Stanze di Teatro in Carcere 2019

“PADRI E FIGLI”: FRA EREDITÀ E IDENTITÀ, ARCHETIPI E NUOVE ERESIE 

 

“Padri e figli”: non il riferimento a un testo o a un universo letterario, ma un binomio concettuale dai forti rimandi culturali, letterari, psico-pedagogici è al centro del progetto pluriennale che il Coordinamento Teatro Carcere Emilia Romagna ha inaugurato nel 2018.
Dopo aver attraversato il mondo letterario del poema tassiano nel biennio dedicato a “La Gerusalemme liberata” (2014-2015) e dopo aver esplorato l’“universo supplementare” di Jarry nel triennio consacrato a “Le Patafisiche” (2016-.2018), i registi del coordinamento emiliano-romagnolo interrogano la complessa relazione padri-figli attingendo alla fitta simbologia e alla vasta letteratura (psicologica, drammatica, epica, psicanalitica…) ad essa connesse.
Padri, ma anche madri, per indagare le molte sfaccettature di un legame fra generazioni da sempre al centro di conflitti e aspettative non risolte, fra vincoli affettivi e coercitivi, processi identificativi ed emancipativi. Una tematica che non può non evocare uno degli aspetti
dominanti della situazione detentiva, che tende a bloccare l’individuo in una dimensione di reiterata infantilizzazione, spingendolo alla deresponsabilizzazione e alla passività.
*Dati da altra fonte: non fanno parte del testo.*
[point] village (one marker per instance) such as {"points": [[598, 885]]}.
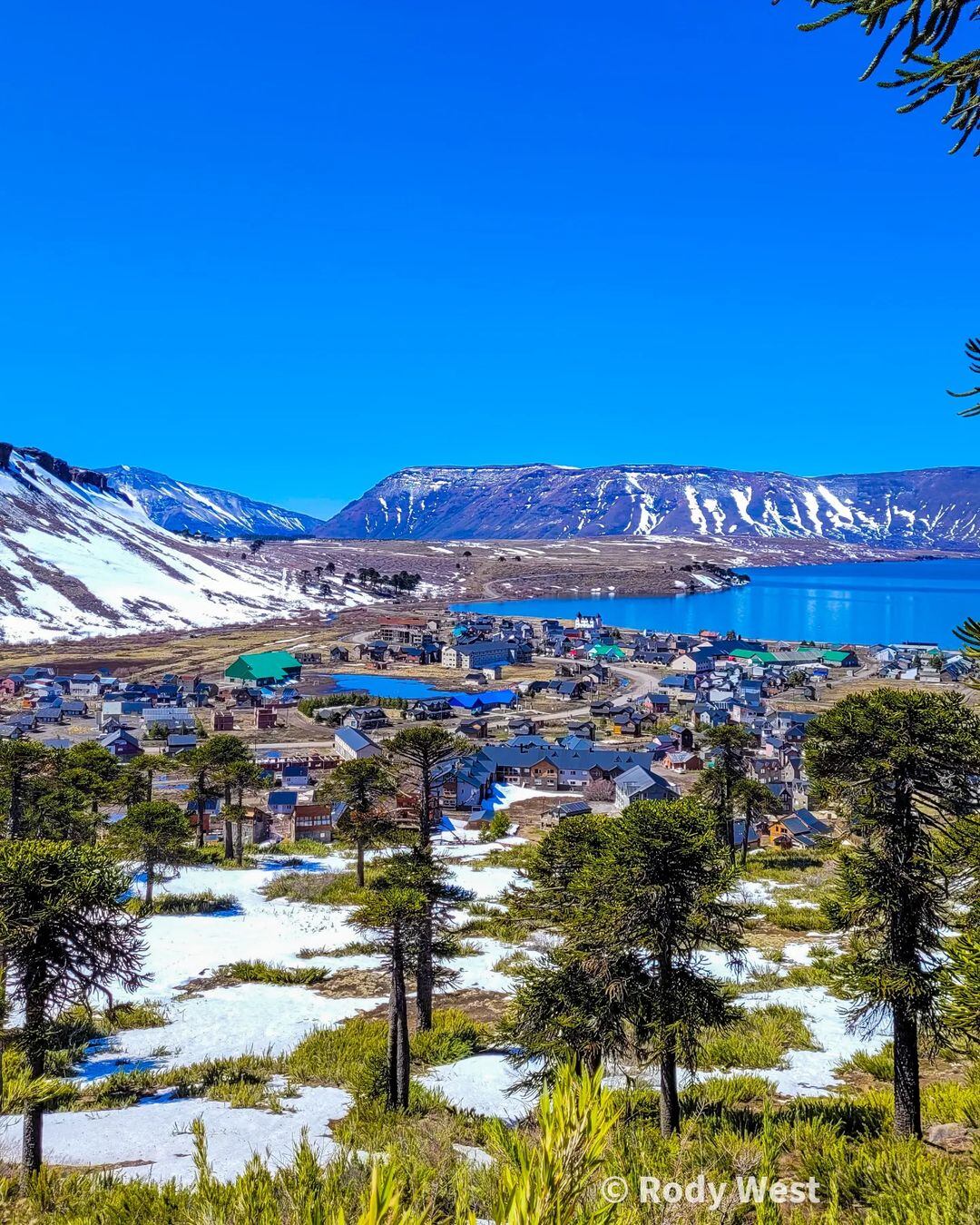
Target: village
{"points": [[622, 716]]}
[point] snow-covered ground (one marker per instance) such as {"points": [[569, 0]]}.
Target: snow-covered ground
{"points": [[250, 1018], [152, 1140]]}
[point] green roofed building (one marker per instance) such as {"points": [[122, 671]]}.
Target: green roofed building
{"points": [[604, 651], [759, 657], [265, 668]]}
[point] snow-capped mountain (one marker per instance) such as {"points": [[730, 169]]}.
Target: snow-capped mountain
{"points": [[214, 512], [935, 506], [79, 559]]}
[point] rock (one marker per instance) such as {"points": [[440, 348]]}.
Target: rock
{"points": [[951, 1137]]}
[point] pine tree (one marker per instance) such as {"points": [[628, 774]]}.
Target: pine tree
{"points": [[154, 835], [718, 784], [22, 762], [419, 752], [66, 938], [931, 64], [755, 801], [900, 766], [644, 910], [363, 786]]}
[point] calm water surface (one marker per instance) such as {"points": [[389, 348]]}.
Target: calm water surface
{"points": [[855, 602]]}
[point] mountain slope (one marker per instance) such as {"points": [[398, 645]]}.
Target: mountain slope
{"points": [[77, 559], [936, 506], [196, 508]]}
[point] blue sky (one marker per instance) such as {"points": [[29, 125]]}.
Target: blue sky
{"points": [[290, 249]]}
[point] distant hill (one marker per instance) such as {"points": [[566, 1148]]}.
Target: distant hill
{"points": [[927, 507], [80, 557], [178, 506]]}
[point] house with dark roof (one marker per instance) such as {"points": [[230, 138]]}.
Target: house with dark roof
{"points": [[265, 668], [642, 784], [122, 744], [353, 745]]}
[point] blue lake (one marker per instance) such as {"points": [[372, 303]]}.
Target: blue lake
{"points": [[848, 602], [378, 685]]}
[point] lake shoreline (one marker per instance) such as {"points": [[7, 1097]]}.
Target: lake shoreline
{"points": [[858, 602]]}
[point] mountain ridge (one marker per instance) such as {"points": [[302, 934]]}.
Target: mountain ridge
{"points": [[182, 506], [81, 559], [916, 507]]}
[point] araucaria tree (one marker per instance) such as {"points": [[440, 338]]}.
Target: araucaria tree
{"points": [[220, 757], [363, 787], [902, 769], [154, 835], [66, 937], [418, 753], [634, 902], [718, 786], [930, 43]]}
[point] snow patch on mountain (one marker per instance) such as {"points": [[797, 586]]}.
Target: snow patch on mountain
{"points": [[937, 506], [196, 508], [79, 560]]}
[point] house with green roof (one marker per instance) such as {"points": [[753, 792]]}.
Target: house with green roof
{"points": [[609, 652], [265, 668], [759, 657]]}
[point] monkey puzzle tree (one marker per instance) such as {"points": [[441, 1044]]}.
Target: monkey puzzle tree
{"points": [[363, 786], [755, 801], [718, 784], [66, 937], [418, 752], [900, 767], [21, 765], [154, 835], [930, 39]]}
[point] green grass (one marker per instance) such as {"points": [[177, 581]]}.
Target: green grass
{"points": [[878, 1064], [353, 1055], [790, 917], [205, 903], [356, 948], [504, 857], [279, 975], [786, 864], [320, 888], [760, 1039], [308, 848], [730, 1127], [493, 923]]}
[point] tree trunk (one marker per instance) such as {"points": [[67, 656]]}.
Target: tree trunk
{"points": [[424, 974], [201, 780], [230, 835], [34, 1112], [906, 1036], [904, 952], [3, 1015], [16, 790], [671, 1106], [398, 1056]]}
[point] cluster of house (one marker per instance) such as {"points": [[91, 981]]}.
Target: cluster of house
{"points": [[924, 662], [126, 712]]}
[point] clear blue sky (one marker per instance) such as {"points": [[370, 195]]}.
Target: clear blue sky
{"points": [[288, 249]]}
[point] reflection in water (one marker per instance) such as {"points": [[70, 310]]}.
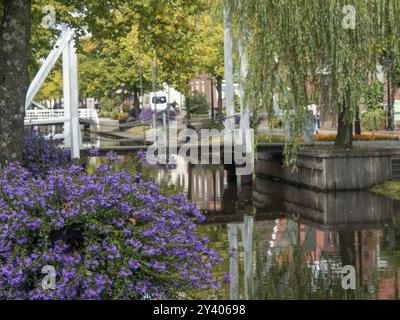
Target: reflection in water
{"points": [[283, 242]]}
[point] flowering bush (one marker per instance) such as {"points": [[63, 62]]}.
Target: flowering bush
{"points": [[110, 235], [41, 155]]}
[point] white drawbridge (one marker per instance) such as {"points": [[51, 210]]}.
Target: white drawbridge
{"points": [[69, 116]]}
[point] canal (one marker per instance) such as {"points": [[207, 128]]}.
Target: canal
{"points": [[283, 242]]}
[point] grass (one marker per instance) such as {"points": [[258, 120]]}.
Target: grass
{"points": [[390, 189]]}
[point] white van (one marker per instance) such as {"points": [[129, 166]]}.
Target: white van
{"points": [[155, 100]]}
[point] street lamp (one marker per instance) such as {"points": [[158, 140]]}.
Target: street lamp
{"points": [[387, 62]]}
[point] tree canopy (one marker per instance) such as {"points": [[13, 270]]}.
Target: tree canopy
{"points": [[290, 44]]}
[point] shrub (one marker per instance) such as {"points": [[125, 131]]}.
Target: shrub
{"points": [[362, 137], [110, 235], [40, 155]]}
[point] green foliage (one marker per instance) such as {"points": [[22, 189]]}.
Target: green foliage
{"points": [[374, 95], [108, 104], [373, 120], [290, 43], [198, 103]]}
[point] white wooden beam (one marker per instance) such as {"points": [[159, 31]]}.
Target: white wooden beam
{"points": [[45, 69]]}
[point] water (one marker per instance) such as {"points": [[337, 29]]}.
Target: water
{"points": [[283, 242]]}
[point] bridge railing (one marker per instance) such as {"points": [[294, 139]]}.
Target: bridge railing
{"points": [[51, 116]]}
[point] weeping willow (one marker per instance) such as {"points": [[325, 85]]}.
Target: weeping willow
{"points": [[291, 44]]}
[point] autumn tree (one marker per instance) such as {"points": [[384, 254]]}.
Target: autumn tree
{"points": [[291, 43], [164, 25]]}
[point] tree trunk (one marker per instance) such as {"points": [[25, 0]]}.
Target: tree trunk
{"points": [[15, 30], [344, 138]]}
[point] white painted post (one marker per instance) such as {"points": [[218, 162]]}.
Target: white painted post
{"points": [[74, 103], [66, 92], [229, 82]]}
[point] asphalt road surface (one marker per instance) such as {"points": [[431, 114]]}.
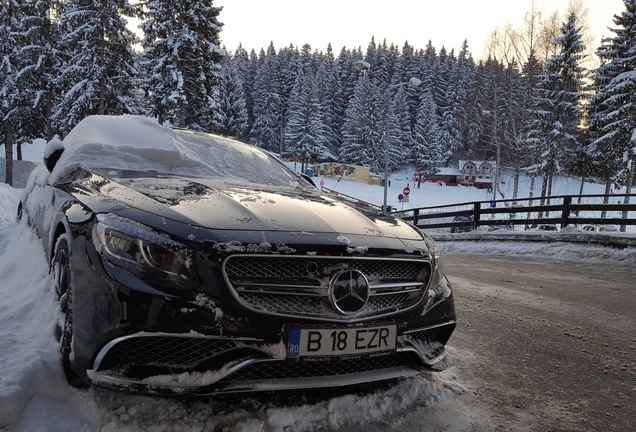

A Castelfranco Emilia e a Modena Stefano Tè declina il rapporto padri, madri e figli nel confronto, anche aspro e violento, fra eredità e identità, fra mondo ricevuto in retaggio e differenza generazionale da affermare, sullo sfondo di due testi guida: i Vangeli (canonici e
apocrifi) e Le avventure di Pinocchio di Carlo Collodi.

Alla tragedia di Amleto e alle sue riscritture novecentesche, da Jules Laforgue a Heiner Müller, si ispira il lavoro di Horacio Czertok a Ferrara, che indaga gli archetipi del conflitto padre e figlio nel nesso fra sentimento di colpa ed eredità.

Al doppio binomio madri figlie/figli padri si ispira il lavoro di Paolo Billi a Bologna che, nella sezione femminile della Casa circondariale, traduce il Re Lear shakespeariano in Figlie di Lear, agendo sul conflitto fra figlie-fools e figlie-vestali; mentre con i minori dell’IPM e dell’Area Penale Esterna mette in scena le “eredità eretiche” di rapporti filiali assenti, perduti, spezzati, anche sulle orme dell’universo fiabesco di Perrault e della filmografia di Truffaut.

A Ravenna Eugenio Sideri prosegue il viaggio nelle cantiche dantesche per individuare i solchi ancestrali e generazionali del rapporto fra “padri”, ovvero maestri e modelli, e “figli” alla ricerca della “retta via”, ieri come oggi.

A Forlì Sabina Spazzoli sviluppa il tema padri e figli a partire dai classici, ponendo il fuoco sui protagonisti che ruotano intorno alla guerra di Troia, conflitto che vede morire i figli migliori di entrambi gli schieramenti, allontana i padri dalle loro case e causa strazio e dolore alle
madri che restano: situazioni senza tempo, che si ripropongono dall’antichità ai giorni nostri.

Giunte alla nona edizione, le Stanze di Teatro in Carcere proseguono e approfondiscono il rapporto teatro-carcere-scuola, coinvolgendo e integrando nelle attività laboratoriali studenti di licei, istituti musicali e università, mentre si rinnova il ciclo di presentazioni e incontri
attorno alla rivista Quaderni di Teatro Carcere, in collaborazione con le istituzioni culturali e gli enti teatrali dei diversi territori.